Il fallait trouver un serviteur de D.ieu mûr et spirituel pour prendre la responsabilité de la vice-présidence de cette association. Après avoir prié, Haïm s’est tourné vers un pasteur que nous connaissions dans la ville que nous avions quittée tout au début de notre vie chrétienne et lorsque cette sœur a appris la chose elle nous a fait connaître dans une vive réaction sa déception de voir mon mari, du fait de l’acceptation du poste de vice-président par un pasteur connu sur la place, encouragé dans son travail spirituel alors qu’elle se heurtait depuis des années au refus des pasteurs de la ville de la reconnaître comme pasteur. C’était insupportable à vivre pour elle !.
Elle était pleine d’amertume, de colère, et nous en a voulu certainement longtemps. Nous n’aurions pas pensé que cela pouvait produire une telle réaction de jalousie de sa part et nous avons prié à l’époque pour comprendre. Le Seigneur commençait à nous instruire concernant Ses principes pour l’homme et la femme, l’identité, travaillant dans notre couple tout d’abord. Il a montré à mon mari que cette sœur était profondément frustrée par rapport à son frère qui avait un ministère béni et que, d’une manière bien inconsciente, elle avait mis en place tout un ministère construit à main « de femme ». Si l’on ne se tournait pas vers elle mais vers un homme, elle ne pouvait l’accepter car elle était dans toutes ses relations conditionnée par sa relation fondamentalement frustrée par rapport à son frère, qui faussait sa conception même du ministère. Et ces relations faussées étaient avant tout le fruit d’un manque d’amour, du manque de reconnaissance d’un père qui avait été lui aussi pasteur et qui avait accordé à son fils d’avantage d’attention qu’à sa fille…

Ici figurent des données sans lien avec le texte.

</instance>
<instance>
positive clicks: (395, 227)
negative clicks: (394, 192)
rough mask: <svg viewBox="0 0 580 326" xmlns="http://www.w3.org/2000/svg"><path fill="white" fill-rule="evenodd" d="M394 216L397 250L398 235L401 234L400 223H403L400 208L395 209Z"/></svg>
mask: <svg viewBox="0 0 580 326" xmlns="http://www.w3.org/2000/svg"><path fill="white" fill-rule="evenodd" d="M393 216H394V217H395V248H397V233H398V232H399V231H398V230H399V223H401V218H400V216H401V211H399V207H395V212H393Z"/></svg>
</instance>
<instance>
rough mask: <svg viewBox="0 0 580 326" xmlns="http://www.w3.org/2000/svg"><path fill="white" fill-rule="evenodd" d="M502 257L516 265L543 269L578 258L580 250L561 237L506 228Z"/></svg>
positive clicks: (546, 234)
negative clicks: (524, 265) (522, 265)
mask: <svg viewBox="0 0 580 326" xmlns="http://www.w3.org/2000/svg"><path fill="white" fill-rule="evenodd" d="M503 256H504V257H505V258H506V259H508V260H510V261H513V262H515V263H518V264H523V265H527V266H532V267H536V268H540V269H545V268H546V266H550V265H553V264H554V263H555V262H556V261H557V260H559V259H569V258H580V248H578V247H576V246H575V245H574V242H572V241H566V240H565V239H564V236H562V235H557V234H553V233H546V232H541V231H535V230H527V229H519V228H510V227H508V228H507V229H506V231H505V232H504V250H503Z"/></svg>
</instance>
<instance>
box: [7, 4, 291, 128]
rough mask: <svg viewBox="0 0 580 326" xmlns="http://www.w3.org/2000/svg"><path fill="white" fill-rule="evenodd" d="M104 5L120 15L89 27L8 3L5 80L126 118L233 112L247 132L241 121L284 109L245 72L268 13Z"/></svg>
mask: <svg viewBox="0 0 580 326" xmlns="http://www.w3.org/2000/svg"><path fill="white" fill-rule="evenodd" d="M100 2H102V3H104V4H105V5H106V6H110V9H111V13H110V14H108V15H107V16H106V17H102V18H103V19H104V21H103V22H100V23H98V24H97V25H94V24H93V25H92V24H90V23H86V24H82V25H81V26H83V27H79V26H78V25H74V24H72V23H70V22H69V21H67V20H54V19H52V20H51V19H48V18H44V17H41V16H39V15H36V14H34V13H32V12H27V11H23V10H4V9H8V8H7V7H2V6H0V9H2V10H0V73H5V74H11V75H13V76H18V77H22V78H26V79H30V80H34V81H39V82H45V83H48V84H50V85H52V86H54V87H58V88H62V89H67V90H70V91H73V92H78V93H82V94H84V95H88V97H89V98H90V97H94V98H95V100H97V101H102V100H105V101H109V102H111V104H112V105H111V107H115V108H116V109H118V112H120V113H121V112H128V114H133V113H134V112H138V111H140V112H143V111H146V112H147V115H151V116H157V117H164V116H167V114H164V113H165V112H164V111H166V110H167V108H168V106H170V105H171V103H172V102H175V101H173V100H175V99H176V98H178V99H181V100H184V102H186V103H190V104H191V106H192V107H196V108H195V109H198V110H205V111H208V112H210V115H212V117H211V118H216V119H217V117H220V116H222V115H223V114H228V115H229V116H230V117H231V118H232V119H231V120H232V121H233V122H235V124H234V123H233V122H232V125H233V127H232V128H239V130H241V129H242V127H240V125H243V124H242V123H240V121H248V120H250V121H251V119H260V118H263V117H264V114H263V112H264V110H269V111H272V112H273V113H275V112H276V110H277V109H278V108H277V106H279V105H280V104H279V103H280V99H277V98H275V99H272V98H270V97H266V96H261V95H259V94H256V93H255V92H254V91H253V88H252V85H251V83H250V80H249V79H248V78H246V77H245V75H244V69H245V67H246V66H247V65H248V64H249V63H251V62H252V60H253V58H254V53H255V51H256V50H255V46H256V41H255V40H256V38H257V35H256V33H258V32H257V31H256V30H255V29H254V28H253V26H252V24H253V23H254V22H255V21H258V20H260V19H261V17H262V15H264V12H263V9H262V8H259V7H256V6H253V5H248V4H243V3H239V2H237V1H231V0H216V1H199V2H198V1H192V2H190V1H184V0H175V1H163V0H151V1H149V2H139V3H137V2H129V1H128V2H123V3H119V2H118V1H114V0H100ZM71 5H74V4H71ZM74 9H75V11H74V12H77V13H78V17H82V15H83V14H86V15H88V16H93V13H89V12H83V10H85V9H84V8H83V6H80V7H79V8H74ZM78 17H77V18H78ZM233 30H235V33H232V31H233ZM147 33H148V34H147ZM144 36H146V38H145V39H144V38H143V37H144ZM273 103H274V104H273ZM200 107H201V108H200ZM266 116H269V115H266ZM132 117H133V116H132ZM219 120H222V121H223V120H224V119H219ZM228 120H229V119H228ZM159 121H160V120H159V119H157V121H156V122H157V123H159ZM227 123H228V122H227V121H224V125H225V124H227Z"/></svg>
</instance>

S’il y a une leçon à tirer de cette histoire, c’est bien celle-ci : il importe, avant de rentrer dans un appel, quel qu’il soit, d’avoir fait le point concernant notre identité, nos relations aux autres, et de savoir si nos motivations sont véritablement fondées sur la volonté de D.ieu. La jalousie, la convoitise, l’autorité humaine,… sont des œuvres de la chair et il nous revient en tant que croyantes de nous laisser interpeller en profondeur puis transformer par D.ieu dans ces domaines si importants, avant de répondre à Son appel. Peut-être, après avoir laissé D.ieu faire ce travail de nettoyage dans nos cœurs, découvrirons-nous que nous avons tout simplement construit nous-mêmes un « ministère » fantôme, afin de combler un manque quelque part… Une fois comblées par l’amour du Seigneur, une fois toutes choses à leur place, nous n’éprouverons plus le besoin de prendre la place qui ne nous revient pas, et nous prendrons celle qui nous est réservée de toute éternité par notre Père céleste.